Nemesis

 

London 1922

 

I landed silently on the roof of the cathedral in a crouch. The city stretched before me, the buildings clustered together like broken tombstones beneath a night that sat huddled over London like an assassin lying in wait.

Normally my near-indestructible body did not feel the extremes of heat or cold, but tonight I felt everything. I felt the bitter sting of the cruel wind lashing at my face and hands. I also felt the phantom throb of the dagger wound in my left shoulder, although it had healed long before I reached the cathedral. Binding it all with a barbwire kiss was the pain of my loss, which threatened to rend my mind and soul to pieces.

At last I found what I was searching for: a lithe figure on a rooftop in the distance, her profile stark and forlorn against the indigo night sky. She stood with her back to me, looking down on the street below her with an air of tense expectation, a sword dangling casually from her right hand.

Blinding hatred flared within me like the heart of a shooting star as she turned and regarded me for a brief moment. Then she fled, disappearing in midstride as she leapt from one rooftop to the next. She soon melted into the night.

She ran but knew I would follow, and when I did, I would leave behind the Avery I had spent years learning to become once more. That Avery had shunned the seductive lure of death and destruction for the faint light of humanity that had lain dormant for many years in a wilderness of desolation. Tonight I would once more succumb to the demon within and could only hope that, with her death, my humanity would not be lost forever.

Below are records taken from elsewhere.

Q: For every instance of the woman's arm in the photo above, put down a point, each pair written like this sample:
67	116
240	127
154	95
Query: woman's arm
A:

I straightened, the sword in my hand glinting in the moonlight.

Visualising myself on a roof a few streets away, I drew the dark energy to me until I was weightless and everything around me dissolved. Seconds later, I burst out of the nothingness, my feet striking the roof I had envisioned in my mind. I was there for less than a second before I disappeared into the ether again.

I was soon close enough to see her ahead of me, leaping, sometimes somersaulting in mid-air before she landed on one of the rooftops. If anyone chanced to glance upward, all they would see would be shadows seeming to dip and dive, for we were moving far too fast for the naked eye to perceive.

She disappeared once more and I followed.

Run, Luna,” I hissed, knowing she could hear me over the distance, the wind, and the clamour of life from the streets below. “Run. I will follow, and when I catch you, one of us will not live to see another sunrise.”

I sped on, slowly closing the distance between us and death.